We also opted for the lowest amounts of coverage for Bodily Injury ($20,000/$40,000), Property Damage ($10,000) and Uninsured Motorist ($20,000/$40,000).

The price for this coverage is $1,477.80 for six months, or $281.09 per month.

In this scenario, we keep the deductibles the same but have raised the amount of coverage offered to the maximum amounts.  Now Bodily Injury is at $100,000/$300,000, Property Damage is at $100,000, and Uninsured Motorist is at $100,000/$300,000.

The price for this coverage is $1,527.40 for six months, or $290.39 per month.  This is an increase of about $50 for that six month period.

Now we've gone back to the minimum amounts of coverage for Bodily Injury ($20,000/$40,000), Property Damage ($10,000) and Uninsured Motorist ($20,000/$40,000).  However we've raised our deductible from the minimum $250 to the maximum $1,000, meaning that you would pay up to $1,000 in the case of an accident or injury.

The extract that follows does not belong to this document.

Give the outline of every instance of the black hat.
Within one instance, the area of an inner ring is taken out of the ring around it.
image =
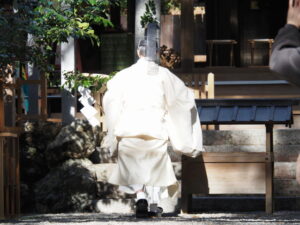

The price for this coverage is $1,194.50 for six months, or $227.97 per month.  This is a savings of almost $300 for this six-month time period simply by raising the deductible rate by the most it could be; again, if you pay more when there's an accident, you're going to pay less for the insurance premium overall.  The insurance company would save money in the case of accident or injury so they actually pass that savings on to you.

What's interesting about these types of coverage is that, like most other insurance companies, you can pick and choose from both your coverage types and amounts and your deductible amounts as well.

This means that you may want higher coverage in case of an accident but also don't mind paying a higher deductible in order to save yourself some of that cost.  Or maybe you are a very safe driver that doesn't go out that often and really don't worry about what will happen in case of an accident, and choose lower coverage amounts with the highest deductible in order to save yourself the most money you can every month.

Remember, Bodily Injury refers to the amount that your insurance company pays to another driver if you're at fault in an accident.  Again, if you have a lot of assets you may want to protect them by raising the coverage in these cases so that you're less likely to be sued in case you're at fault in an accident, or so that your insurance company will need to pay more and you need to pay less in those cases.

Choosing insurance coverage is something that you need to pick and choose according to what feels most comfortable for you.  This gives you the freedom to decide on what coverage you're going to get according to your needs, budget, and so on.